For those of you who do not know, astigmastism is a medical term that means if you want contact lenses, you are going to pay through the nose because they are a lot more expensive than the regular ones. OK, actually it has to do with the shape of your cornea - - your cornea is supposed to be shaped like a sphere, but in people with an astigmatism, it is shaped more like an ellipse, thus making regular contact lenses unable to work for those of us with our weird-shaped corneas. An astigmatism makes it more difficult for the cornea to focus light and has a tendency to make things, like in my case, signs on the roadside, blurry and hard to read.

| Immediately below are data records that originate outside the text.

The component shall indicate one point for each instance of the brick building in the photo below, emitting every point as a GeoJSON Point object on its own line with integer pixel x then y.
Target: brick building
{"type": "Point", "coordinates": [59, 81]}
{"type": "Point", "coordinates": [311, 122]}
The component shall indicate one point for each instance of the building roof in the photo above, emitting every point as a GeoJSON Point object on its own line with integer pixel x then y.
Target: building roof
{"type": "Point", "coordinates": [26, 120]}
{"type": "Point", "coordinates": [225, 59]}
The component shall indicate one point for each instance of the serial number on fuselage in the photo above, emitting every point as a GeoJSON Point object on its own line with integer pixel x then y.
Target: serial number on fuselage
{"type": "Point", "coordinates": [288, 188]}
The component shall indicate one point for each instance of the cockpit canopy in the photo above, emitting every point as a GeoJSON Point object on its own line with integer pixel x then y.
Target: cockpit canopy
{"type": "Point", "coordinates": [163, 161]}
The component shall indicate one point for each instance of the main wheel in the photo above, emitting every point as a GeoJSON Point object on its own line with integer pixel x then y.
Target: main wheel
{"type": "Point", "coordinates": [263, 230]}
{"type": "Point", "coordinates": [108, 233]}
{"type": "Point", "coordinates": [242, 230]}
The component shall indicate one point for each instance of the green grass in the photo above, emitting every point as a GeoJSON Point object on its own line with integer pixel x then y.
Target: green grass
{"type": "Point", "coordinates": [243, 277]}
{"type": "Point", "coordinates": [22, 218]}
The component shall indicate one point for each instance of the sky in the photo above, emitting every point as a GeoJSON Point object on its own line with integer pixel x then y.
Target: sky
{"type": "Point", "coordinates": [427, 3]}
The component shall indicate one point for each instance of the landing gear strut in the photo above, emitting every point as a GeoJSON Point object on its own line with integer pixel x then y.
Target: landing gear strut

For the last several years, I have been content to have my driving glasses in the car - - and it's not to say that I can't drive without them, but I know that I obviously see better when I am wearing them. I will fight tooth and nail before having a restriction placed on my drivers license for having to wear corrective lenses to drive. A few years ago, a friend of mine went to the DMV to renew her drivers license, and she too wanted to leave that pesky corrective lenses restriction off her card. As she took the eye test sans glasses, she read a row of letters in the machine and the technician deadpanned, "would you like to guess again?" She begrudgingly dug her glasses out of her purse and reread the line perfectly. Her license now bears the big "R" for her vision. At the time, I said to her, "It's not like you don't always have your glasses on anyway? What's the big deal?" But I think I am beginning to understand.

2 comments:

Anonymous said...

I proudly display that big "R" on my license! It could be worse. They could make you wear a scarlet R on your chest and shun you in the village. :)

Really, it's not so bad. come on over to the Restricted club!

Becky said...

I am digging my heels in and resisting becoming Hester Prynne until I absolutely have to!!